Merita sicuramente essere percorso maggiormente per non cadere nell'oblio ed essere invaso da muschio e vegetazione purtroppo un po' fastidiosi in alcuni tratti facili.

Materiale: corde da 60 m, 1 set completo di friends da #.1 X4 a #5 C4 BD (raddoppiando le misure da #.5 a #2 C4).
Esposizione: Sud Est.
Avvicinamento: senza dilungarsi in tante parole, lo schizzo (allegato) di S. Pedeferri è più che esaustivo. Le corde fisse in loco non sono propriamente in buono stato... tirare con cautela, non è un parco avventura.

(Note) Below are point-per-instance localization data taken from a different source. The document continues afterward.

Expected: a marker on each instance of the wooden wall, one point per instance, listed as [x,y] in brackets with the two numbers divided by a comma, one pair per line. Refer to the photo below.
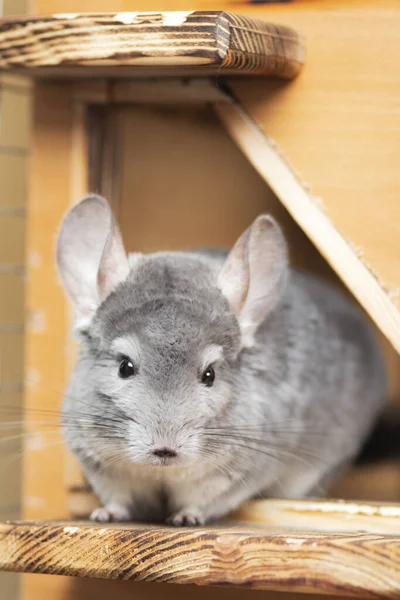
[15,93]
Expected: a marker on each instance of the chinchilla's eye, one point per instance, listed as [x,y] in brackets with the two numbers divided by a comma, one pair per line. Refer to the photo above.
[126,368]
[208,377]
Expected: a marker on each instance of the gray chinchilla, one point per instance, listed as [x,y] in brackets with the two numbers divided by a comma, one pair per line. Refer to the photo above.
[207,378]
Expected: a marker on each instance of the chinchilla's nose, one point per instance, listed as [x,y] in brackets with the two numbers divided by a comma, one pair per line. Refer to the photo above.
[165,453]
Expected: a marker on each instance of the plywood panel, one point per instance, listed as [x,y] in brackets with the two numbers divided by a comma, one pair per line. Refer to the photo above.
[339,125]
[12,240]
[15,118]
[11,299]
[13,169]
[14,138]
[57,170]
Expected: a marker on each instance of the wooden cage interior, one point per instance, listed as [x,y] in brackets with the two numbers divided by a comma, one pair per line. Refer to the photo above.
[176,181]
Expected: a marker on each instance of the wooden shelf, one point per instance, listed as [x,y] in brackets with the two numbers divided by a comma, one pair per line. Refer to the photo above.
[133,44]
[258,555]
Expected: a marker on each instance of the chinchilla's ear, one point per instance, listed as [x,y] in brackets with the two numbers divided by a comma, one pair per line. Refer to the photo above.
[254,274]
[90,256]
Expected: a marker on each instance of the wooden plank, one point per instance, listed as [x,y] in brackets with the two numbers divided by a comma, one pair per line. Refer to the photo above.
[358,564]
[49,197]
[196,42]
[339,123]
[266,157]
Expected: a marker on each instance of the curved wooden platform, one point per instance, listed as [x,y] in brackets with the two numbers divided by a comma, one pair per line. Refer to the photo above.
[152,43]
[284,546]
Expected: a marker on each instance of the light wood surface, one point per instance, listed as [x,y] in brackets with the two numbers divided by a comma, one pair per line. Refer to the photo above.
[190,42]
[268,558]
[266,157]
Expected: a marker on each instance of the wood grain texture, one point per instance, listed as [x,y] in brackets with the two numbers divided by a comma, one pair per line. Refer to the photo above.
[193,42]
[363,565]
[266,157]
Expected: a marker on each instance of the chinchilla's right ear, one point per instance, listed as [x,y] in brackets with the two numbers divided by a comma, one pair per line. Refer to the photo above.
[90,256]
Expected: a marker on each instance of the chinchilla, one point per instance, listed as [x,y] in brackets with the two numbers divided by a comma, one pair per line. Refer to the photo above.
[208,378]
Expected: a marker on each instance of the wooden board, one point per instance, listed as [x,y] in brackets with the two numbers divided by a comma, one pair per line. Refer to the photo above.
[257,557]
[171,43]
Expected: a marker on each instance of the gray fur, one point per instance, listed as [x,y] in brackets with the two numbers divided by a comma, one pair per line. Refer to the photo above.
[288,410]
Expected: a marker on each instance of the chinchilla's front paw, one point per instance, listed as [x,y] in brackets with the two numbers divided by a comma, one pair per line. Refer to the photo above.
[107,514]
[187,517]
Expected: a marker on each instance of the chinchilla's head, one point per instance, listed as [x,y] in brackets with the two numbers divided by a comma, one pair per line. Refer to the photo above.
[162,334]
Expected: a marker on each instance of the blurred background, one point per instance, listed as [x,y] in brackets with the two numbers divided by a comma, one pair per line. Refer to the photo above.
[176,179]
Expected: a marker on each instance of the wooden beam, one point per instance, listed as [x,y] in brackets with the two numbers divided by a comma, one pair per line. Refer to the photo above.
[266,157]
[267,558]
[131,43]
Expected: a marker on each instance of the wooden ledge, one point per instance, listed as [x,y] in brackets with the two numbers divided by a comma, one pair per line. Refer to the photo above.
[254,555]
[149,43]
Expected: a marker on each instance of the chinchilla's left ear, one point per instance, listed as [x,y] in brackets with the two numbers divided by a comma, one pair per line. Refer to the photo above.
[254,274]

Discesa: in doppia, inizialmente su calate indipendenti a sinistra della via (faccia a monte), poi lungo la via. Solo una calata un po' impegnativa dalla S3 che necessita qualche moschettonaggio per non allontanarsi troppo dalla via.

Avvicinamento mellico...
Terzo tiro (7b).
Sesto tiro (6b+), interamente da proteggere.
Vista dall'alto sul sesto tiro.
Il disegno dell'avvicinamento by S. Pedeferri: nulla di più preciso!
Lo schizzo originale della via, sempre dalla mano artistica dell'apritore.